Without another word, I headed towards the stairs. Breathing in the scent of Chelsea’s perfume with every breath.
“What..” Chelsea mumbled against my chest.
“It’s just me Chels, just Wicked. I am taking you to bed ok?” My voice was soothing.
“Ok.” She seemed to sag. All fight went from her. “Ok thank you, Ryan.”
I didn’t correct her. If she wanted to use my real name I would let her. Tonight at least.
“Do you need something to sleep in?” Setting her down on the bed I tugged down the messed up sheets. Messed up because only a few hours ago I had been making out on it like a randy teenage. Making out with her.
“No.” She snuggled down, looking small and pale. Her eyes never left mine though. “Can you stay?”
She was pleading. She didn’t want to be alone but I knew if I crawled in next to her and held her that my body would react. I would comfort her the only way I knew how. It would take her mind off of things for a little while and then she would hate me.

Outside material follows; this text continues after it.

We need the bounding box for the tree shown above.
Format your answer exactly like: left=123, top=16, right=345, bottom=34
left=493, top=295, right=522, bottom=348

I didn’t want her to hate me.
“You know I can’t Chels.”
Eyes swimming with tears, she turned. Giving me her back. “Ok.”
Why did she have to sound like that? Not knowing what to do I stared at her. “Try and sleep.” Bending I kissed the top of her head.
“I’ll be downstairs if you need anything.”
She didn’t answer me.
I couldn’t hold her in my arms tonight or any other night. Closing the door softly behind me, I closed my eyes. Part of me was looking forward to what was coming. The violence and the bloodshed. I knew how to do that.
I didn’t know how to comfort Chelsea. I didn’t have a clue how to be the man she needed right now.
Chapter Two
Chelsea
For one whole minute when my eyes opened I was totally oblivious to everything that, had happened the night before. I actually smiled. And that’s when it hit me.
My father was dead.
Like a freight train, it overcame me, a sob tearing its way out of my lips.
My father was dead and I had forgotten. I had woken up and smiled because I was in a bed that smelt of Wicked. What kind of daughter did that make me? What kind of lousy ass daughter?
“Chelsea?” Avery was there. Her hair sticking up in every direction as she skidded to a halt in the doorway. She looked like hell. Which was probably exactly how I looked as well. “What happened?” Her eyes were wild as they swept around the room. It was like she was expecting some kind of danger.
“Nothing…” I was sobbing too hard to talk properly. “I just forgot… Avery I forgot.” A great hiccuping sob ripped from me.
“Oh, Chels.” She crossed the room in an instant. Wrapping her arms around me so she could pull my head into her shoulder. Her hands soothing up and down my back. “Oh, you sweet girl. It’s ok. It’s going to be ok. You will see. Everything will work out in the end.” Her voice was soft. But that was Avery all over. Maybe it was because she was a mother. Maybe that’s what made her so eager to look after everyone. Not that I was complaining. Right now I would take all the mothering I could get. Especially when my own mother was hundreds of miles away.
All I wanted to do was curl up on my mum’s lap and cry. To let someone else look after me.
My dad had been many things. And he would have never won any dad of the year competitions but he was still my dad. And I was his little girl. He always looked after me. Always made sure I had everything I needed.
If he had been here he would have told me to wipe my tears and be strong and then when we were alone he would have stroked my hair and hummed softly as I cried myself to sleep.
But he wasn’t here. I would never again hear his off-key humming.
“I have snotted all over….” I pulled away, looking in dismay at the slime trail I had left on her shoulder.